We went to see the Washington Nationals last night. I lucked into four tickets through work, so Steve and I brought Seth and Ross. It was hot and steamy and sticky, almost unbearably so, but we were very brave and (mostly) stoically suffered through it until the middle of the 8th inning, at which point I could stand no more. Yes, I realize it’s July in DC, and don’t mistake my discomfort for surprise that the weather conditions were what they were. It’s just… yuck. So, Steve and I retreated to the relative comfort of Metro’s air-conditioned cars, leaving Seth and Ross to return at the game’s end (the youth have a higher tolerance for discomfort, apparently).
It was a pretty typical ballgame: I spent way too much on a red Nationals tee-shirt. I bought my oldest son beer. (!!) I explained to him about tipping the concession guys working the stands. We ate hot dogs. We got frustrated as the Nats fell behind by like nine runs, then excited as they rallied to beat the Marlins, 14-12. We cheered for the guys on top of the dugout to lob a free, rolled-up tee-shirt our way and made noise when the stadium signs demanded we do so.
But the most important thing I need to record here is that last night, at long last, I finally got the answer to something I’ve been wondering about for 22 years. You see, when Seth and Ross were babies, I would sing “Take Me Out to the Ballgame” while I rocked them to sleep. The song is short and sweet, I knew every word (if you know me, you know that’s not always the case), and it worked like a charm. And, we were big baseball fans, so it made sense.
As I rocked and sang, I thought to myself, I wonder if someday, many years from now, my adult offspring will be at a baseball game and, during the seventh inning stretch, will start singing the song, then experience an overwhelming urge to go right to sleep, there on the spot, like some post-hypnotic suggestion or something. It was a funny image, to me, and I had mostly forgotten about it until we stood up in the middle of the seventh last night. At last, here’s my chance, I thought! Ever vigilant, I was ready to catch one or both of the grown men who still call me “mommy” if they crumpled and passed out in a dead sleep, but I tried to play it cool so they wouldn’t catch on.
Well, friends, I am here to tell you that the answer to the question is NO, they were not overcome. Nobody who was born in the 1990s went to sleep in row T behind the first base dugout. I’d be lying if I said I wasn’t a little bit disappointed. C’mon, it’d have been funny! On the other hand, their persistent consciousness did save us all from mild embarrassment. It felt… anticlimactic. Womp womp.

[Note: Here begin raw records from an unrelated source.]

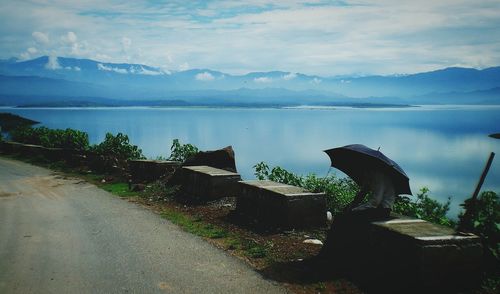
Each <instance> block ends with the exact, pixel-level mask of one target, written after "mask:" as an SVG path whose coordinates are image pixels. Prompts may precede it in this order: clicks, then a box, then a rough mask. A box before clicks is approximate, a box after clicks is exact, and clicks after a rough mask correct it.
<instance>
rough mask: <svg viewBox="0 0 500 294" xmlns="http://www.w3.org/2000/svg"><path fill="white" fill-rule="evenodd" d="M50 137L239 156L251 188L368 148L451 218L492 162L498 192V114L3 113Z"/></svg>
mask: <svg viewBox="0 0 500 294" xmlns="http://www.w3.org/2000/svg"><path fill="white" fill-rule="evenodd" d="M0 112H10V113H14V114H18V115H21V116H23V117H27V118H30V119H33V120H36V121H39V122H40V125H43V126H47V127H49V128H59V129H65V128H73V129H78V130H81V131H85V132H87V133H88V134H89V139H90V142H91V143H99V142H101V141H102V140H103V139H104V137H105V134H106V133H107V132H110V133H113V134H116V133H118V132H121V133H124V134H127V135H128V136H129V138H130V141H131V143H133V144H135V145H138V146H139V147H140V148H141V149H142V151H143V153H144V155H145V156H147V157H148V158H152V159H155V158H157V157H158V156H162V157H168V156H169V155H170V147H171V144H172V140H173V139H179V140H180V141H181V143H190V144H193V145H195V146H197V147H198V148H199V149H201V150H215V149H219V148H223V147H226V146H232V147H233V149H234V151H235V155H236V165H237V169H238V172H239V173H240V174H241V176H242V177H243V179H253V178H255V176H254V168H253V167H254V165H255V164H257V163H259V162H262V161H263V162H265V163H267V164H268V165H269V166H271V167H273V166H281V167H283V168H285V169H287V170H290V171H292V172H294V173H296V174H301V175H307V174H311V173H314V174H316V175H318V176H326V175H327V174H330V175H332V174H335V175H337V176H340V177H344V176H345V175H344V174H343V173H342V172H340V171H338V170H336V169H334V168H331V167H330V159H329V158H328V156H327V155H326V153H324V152H323V151H324V150H326V149H330V148H335V147H340V146H344V145H348V144H364V145H366V146H368V147H371V148H374V149H378V148H380V151H382V152H383V153H384V154H385V155H386V156H388V157H389V158H391V159H393V160H394V161H396V162H397V163H398V164H399V165H400V166H401V167H402V168H403V169H404V170H405V172H406V173H407V175H408V176H409V178H410V186H411V188H412V191H413V194H416V193H417V192H418V191H419V190H420V189H421V188H422V187H427V188H429V189H430V195H431V197H433V198H434V199H436V200H438V201H441V202H444V201H446V200H447V199H448V198H449V199H450V201H451V209H450V212H449V215H450V216H451V217H456V215H457V214H458V213H459V211H460V206H459V205H460V204H461V203H462V202H463V200H464V199H466V198H468V197H470V196H471V194H472V193H473V191H474V189H475V187H476V184H477V182H478V179H479V177H480V175H481V172H482V170H483V168H484V166H485V164H486V161H487V159H488V157H489V155H490V153H491V152H495V153H496V154H498V155H497V157H496V158H495V159H494V161H493V164H492V166H491V168H490V171H489V173H488V175H487V177H486V180H485V182H484V185H483V188H482V190H483V191H484V190H493V191H496V192H497V193H498V192H500V140H498V139H493V138H490V137H488V135H489V134H491V133H499V132H500V106H459V105H440V106H428V105H427V106H426V105H422V106H415V107H405V108H352V107H308V106H302V107H291V108H269V109H267V108H192V107H190V108H160V107H157V108H155V107H116V108H110V107H102V108H7V107H3V108H0Z"/></svg>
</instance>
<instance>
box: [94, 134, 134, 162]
mask: <svg viewBox="0 0 500 294" xmlns="http://www.w3.org/2000/svg"><path fill="white" fill-rule="evenodd" d="M93 149H94V151H95V152H96V153H97V154H98V155H103V156H111V157H113V158H116V159H117V160H127V159H141V158H144V156H143V155H142V150H141V149H139V147H137V146H136V145H132V144H130V142H129V139H128V136H127V135H125V134H122V133H118V134H116V136H114V135H113V134H111V133H106V138H105V139H104V141H103V142H101V143H100V144H99V145H95V146H94V147H93Z"/></svg>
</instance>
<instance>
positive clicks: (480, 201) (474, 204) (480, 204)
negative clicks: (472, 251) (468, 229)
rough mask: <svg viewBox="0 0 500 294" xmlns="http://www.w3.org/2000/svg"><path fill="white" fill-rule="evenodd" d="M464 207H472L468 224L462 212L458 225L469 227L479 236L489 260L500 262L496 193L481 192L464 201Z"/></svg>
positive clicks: (460, 225)
mask: <svg viewBox="0 0 500 294" xmlns="http://www.w3.org/2000/svg"><path fill="white" fill-rule="evenodd" d="M462 206H463V207H464V208H465V209H474V211H473V212H472V217H471V219H470V224H465V223H464V222H465V221H469V220H465V218H464V214H463V213H461V214H460V215H459V227H469V228H470V229H471V232H472V233H474V234H476V235H478V236H479V237H481V240H482V242H483V246H484V248H485V249H486V250H487V255H489V259H490V262H491V260H496V262H493V263H496V264H497V265H498V263H499V262H500V199H499V197H498V194H497V193H495V192H492V191H486V192H482V193H481V195H480V196H479V197H478V199H477V200H476V203H474V204H473V203H472V199H467V200H465V201H464V203H463V204H462Z"/></svg>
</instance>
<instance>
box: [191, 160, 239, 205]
mask: <svg viewBox="0 0 500 294" xmlns="http://www.w3.org/2000/svg"><path fill="white" fill-rule="evenodd" d="M182 178H183V179H182V190H181V191H182V193H183V194H187V196H189V197H192V198H195V199H197V200H199V201H202V202H205V201H210V200H215V199H219V198H223V197H231V196H237V195H238V192H239V190H238V181H240V180H241V176H240V175H239V174H238V173H234V172H230V171H226V170H223V169H218V168H214V167H210V166H184V167H182Z"/></svg>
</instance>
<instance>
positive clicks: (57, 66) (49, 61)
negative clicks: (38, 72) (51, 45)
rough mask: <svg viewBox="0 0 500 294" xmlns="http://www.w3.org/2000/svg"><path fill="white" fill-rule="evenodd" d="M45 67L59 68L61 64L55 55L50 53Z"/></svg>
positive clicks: (49, 67) (56, 68)
mask: <svg viewBox="0 0 500 294" xmlns="http://www.w3.org/2000/svg"><path fill="white" fill-rule="evenodd" d="M45 68H46V69H50V70H57V69H61V65H60V64H59V61H58V60H57V56H55V55H50V56H49V60H48V61H47V64H45Z"/></svg>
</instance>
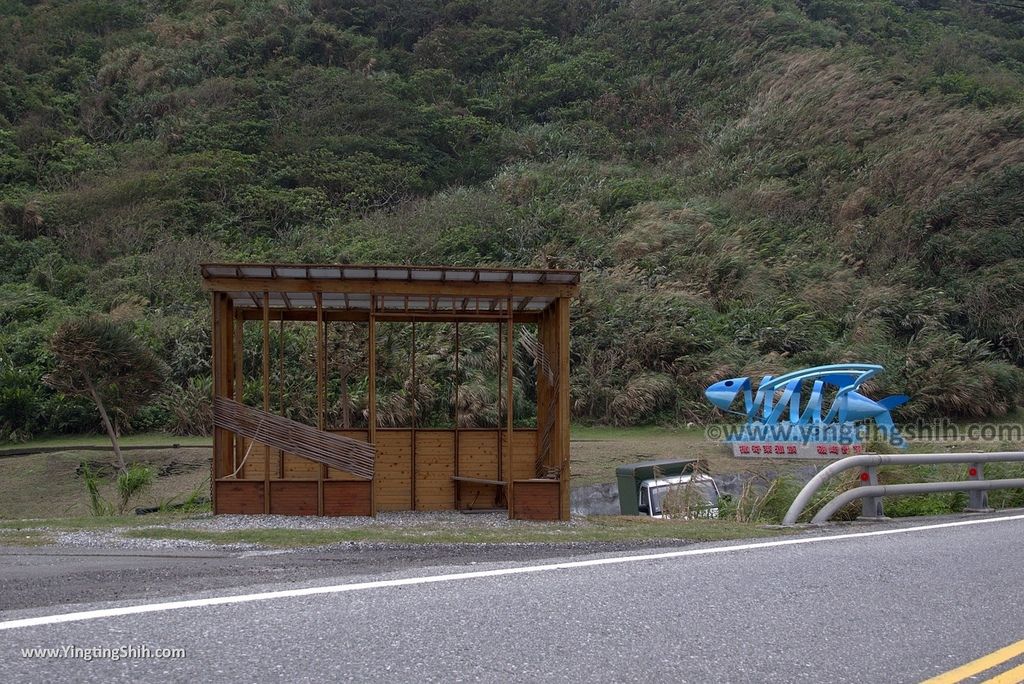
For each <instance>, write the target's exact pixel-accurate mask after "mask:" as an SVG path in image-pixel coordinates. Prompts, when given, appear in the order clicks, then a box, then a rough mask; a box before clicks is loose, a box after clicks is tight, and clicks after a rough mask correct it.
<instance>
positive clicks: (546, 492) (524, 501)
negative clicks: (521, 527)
mask: <svg viewBox="0 0 1024 684" xmlns="http://www.w3.org/2000/svg"><path fill="white" fill-rule="evenodd" d="M558 494H559V487H558V480H516V481H515V483H514V484H513V487H512V496H513V497H514V498H515V501H514V504H515V506H514V510H513V516H514V517H515V518H516V519H518V520H558V518H559V508H560V507H559V500H558Z"/></svg>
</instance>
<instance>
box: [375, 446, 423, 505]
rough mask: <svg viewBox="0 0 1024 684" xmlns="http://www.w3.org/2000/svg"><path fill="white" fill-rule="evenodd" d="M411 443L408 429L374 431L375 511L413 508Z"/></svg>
mask: <svg viewBox="0 0 1024 684" xmlns="http://www.w3.org/2000/svg"><path fill="white" fill-rule="evenodd" d="M412 473H413V442H412V432H411V431H410V430H380V429H378V430H377V467H376V468H375V474H374V486H375V488H374V499H375V500H376V503H377V510H378V511H408V510H411V509H412V508H413V493H412V482H413V480H412Z"/></svg>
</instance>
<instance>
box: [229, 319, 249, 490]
mask: <svg viewBox="0 0 1024 684" xmlns="http://www.w3.org/2000/svg"><path fill="white" fill-rule="evenodd" d="M240 313H241V311H236V312H233V316H234V340H233V342H234V344H233V345H232V349H233V351H232V352H231V354H232V356H233V358H232V360H233V364H232V366H233V367H234V400H236V401H238V402H239V403H242V398H243V389H244V387H245V369H244V368H243V361H244V359H245V345H244V342H245V330H246V329H245V320H243V319H242V316H241V315H240ZM243 442H245V439H244V438H243V437H240V436H238V435H236V437H234V451H232V452H231V472H232V473H233V472H236V471H237V470H238V468H239V463H240V462H241V461H242V459H243V458H244V457H245V448H244V446H245V444H244V443H243ZM243 474H244V473H243ZM236 477H238V475H236Z"/></svg>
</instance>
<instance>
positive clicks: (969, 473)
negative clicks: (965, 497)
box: [967, 463, 992, 513]
mask: <svg viewBox="0 0 1024 684" xmlns="http://www.w3.org/2000/svg"><path fill="white" fill-rule="evenodd" d="M967 478H968V479H969V480H983V479H985V471H984V468H983V465H982V464H981V463H972V464H969V465H968V468H967ZM968 496H969V497H970V499H969V501H968V506H967V510H968V511H970V512H971V513H990V512H991V511H992V509H991V508H989V507H988V491H986V490H984V489H979V490H977V491H970V493H969V495H968Z"/></svg>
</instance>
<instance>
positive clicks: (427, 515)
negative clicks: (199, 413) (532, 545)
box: [161, 511, 587, 531]
mask: <svg viewBox="0 0 1024 684" xmlns="http://www.w3.org/2000/svg"><path fill="white" fill-rule="evenodd" d="M550 524H552V523H550V522H535V521H530V520H510V519H509V517H508V515H507V514H505V513H473V514H466V513H459V512H457V511H433V512H427V511H398V512H392V513H380V514H378V515H377V517H376V518H371V517H364V516H347V517H328V516H324V517H321V516H315V515H308V516H294V515H217V516H213V515H209V516H205V517H202V518H189V519H187V520H182V521H181V522H176V523H174V524H170V525H161V526H166V527H174V528H180V529H203V530H210V531H233V530H236V529H275V528H287V529H358V528H360V527H371V528H380V527H403V528H408V527H430V528H434V527H444V528H457V529H466V528H481V527H483V528H501V527H510V528H514V527H527V528H528V527H537V526H540V527H546V526H548V525H550ZM562 524H563V525H569V526H572V527H577V526H583V525H586V524H587V520H586V518H583V517H579V518H573V519H572V520H571V521H570V522H567V523H562Z"/></svg>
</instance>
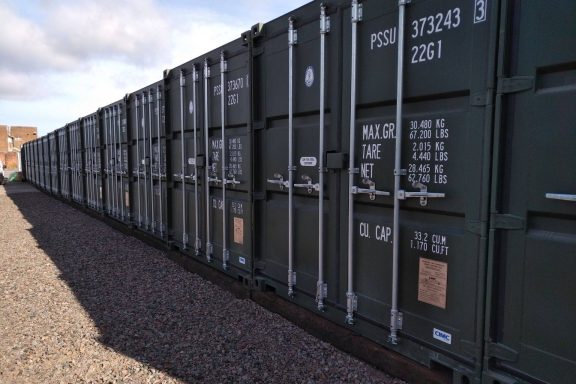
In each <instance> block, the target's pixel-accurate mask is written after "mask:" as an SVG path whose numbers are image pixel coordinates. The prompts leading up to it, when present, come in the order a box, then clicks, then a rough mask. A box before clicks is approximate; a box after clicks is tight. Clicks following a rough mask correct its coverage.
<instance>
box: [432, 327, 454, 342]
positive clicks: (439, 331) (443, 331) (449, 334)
mask: <svg viewBox="0 0 576 384" xmlns="http://www.w3.org/2000/svg"><path fill="white" fill-rule="evenodd" d="M432 336H433V337H434V338H435V339H436V340H440V341H441V342H443V343H446V344H452V335H451V334H449V333H448V332H444V331H442V330H440V329H437V328H434V331H433V332H432Z"/></svg>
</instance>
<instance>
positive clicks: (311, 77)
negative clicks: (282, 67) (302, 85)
mask: <svg viewBox="0 0 576 384" xmlns="http://www.w3.org/2000/svg"><path fill="white" fill-rule="evenodd" d="M304 83H306V86H307V87H308V88H310V87H311V86H312V84H314V68H313V67H312V66H311V65H310V66H309V67H308V68H306V74H305V75H304Z"/></svg>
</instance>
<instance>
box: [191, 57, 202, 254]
mask: <svg viewBox="0 0 576 384" xmlns="http://www.w3.org/2000/svg"><path fill="white" fill-rule="evenodd" d="M192 80H193V82H194V83H193V84H192V112H193V113H194V120H193V127H192V128H193V129H194V232H195V236H196V239H195V242H194V249H195V251H196V256H198V255H199V254H200V250H201V249H202V241H201V240H200V234H199V231H200V229H199V225H200V223H199V221H200V213H199V212H198V207H199V205H200V204H199V202H198V198H199V195H200V194H199V191H198V125H197V124H198V119H197V118H196V117H197V114H196V108H197V107H198V104H197V102H196V87H197V85H198V81H199V79H198V71H197V70H196V64H194V65H193V66H192Z"/></svg>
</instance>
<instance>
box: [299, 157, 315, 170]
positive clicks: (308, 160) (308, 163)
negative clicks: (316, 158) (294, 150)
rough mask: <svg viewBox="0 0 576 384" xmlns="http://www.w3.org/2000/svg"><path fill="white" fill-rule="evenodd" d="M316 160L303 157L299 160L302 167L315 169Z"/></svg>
mask: <svg viewBox="0 0 576 384" xmlns="http://www.w3.org/2000/svg"><path fill="white" fill-rule="evenodd" d="M316 164H318V160H317V159H316V158H315V157H314V156H304V157H301V158H300V165H301V166H303V167H315V166H316Z"/></svg>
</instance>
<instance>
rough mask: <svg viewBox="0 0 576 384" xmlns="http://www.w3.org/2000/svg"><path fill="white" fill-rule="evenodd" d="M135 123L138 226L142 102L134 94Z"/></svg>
mask: <svg viewBox="0 0 576 384" xmlns="http://www.w3.org/2000/svg"><path fill="white" fill-rule="evenodd" d="M134 106H135V108H134V125H135V128H136V183H137V184H136V193H137V195H138V226H139V227H140V226H142V202H141V197H140V166H141V165H142V164H141V161H140V120H138V108H139V107H140V102H139V101H138V95H135V96H134Z"/></svg>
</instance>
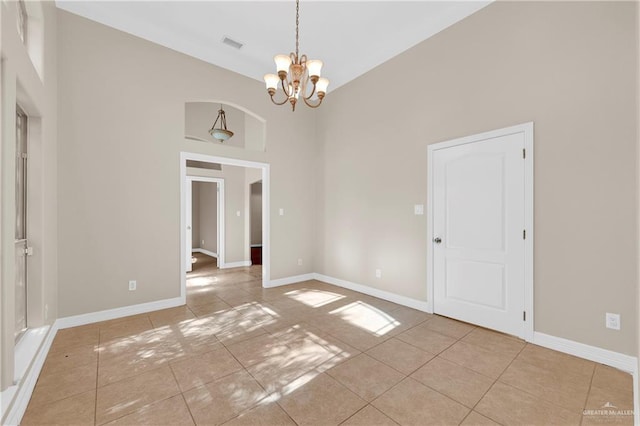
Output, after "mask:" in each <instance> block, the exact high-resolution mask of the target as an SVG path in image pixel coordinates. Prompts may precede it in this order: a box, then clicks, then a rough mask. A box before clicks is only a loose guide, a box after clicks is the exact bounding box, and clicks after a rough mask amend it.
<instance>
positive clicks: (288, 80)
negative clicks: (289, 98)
mask: <svg viewBox="0 0 640 426" xmlns="http://www.w3.org/2000/svg"><path fill="white" fill-rule="evenodd" d="M285 80H286V82H287V83H286V86H285ZM280 85H281V86H282V91H283V92H284V94H285V95H286V96H287V98H290V97H291V96H293V94H294V93H293V90H294V89H293V85H291V83H289V79H288V78H283V79H281V80H280ZM290 85H291V91H292V92H291V93H289V89H288V87H289V86H290Z"/></svg>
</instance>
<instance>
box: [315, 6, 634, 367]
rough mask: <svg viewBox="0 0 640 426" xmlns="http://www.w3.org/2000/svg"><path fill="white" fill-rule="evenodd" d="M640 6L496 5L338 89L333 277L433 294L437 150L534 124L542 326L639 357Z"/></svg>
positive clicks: (537, 266) (417, 45)
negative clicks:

As we sat back down, I told them the story. They pretended to be amused. Oh, that mom of ours, they probably thought, exchanging knowing glances and rolling their eyes as I looked in the other direction. That’s completely silly and would never happen in real life. She is such a piece of work.
Hey, I am just continuing in my own mother’s tradition. I’m almost 51 years old, but she still likes to tell stories about funny things I did or said when I was little. It’s what moms do. So get used to it, boys. We’ve only just begun.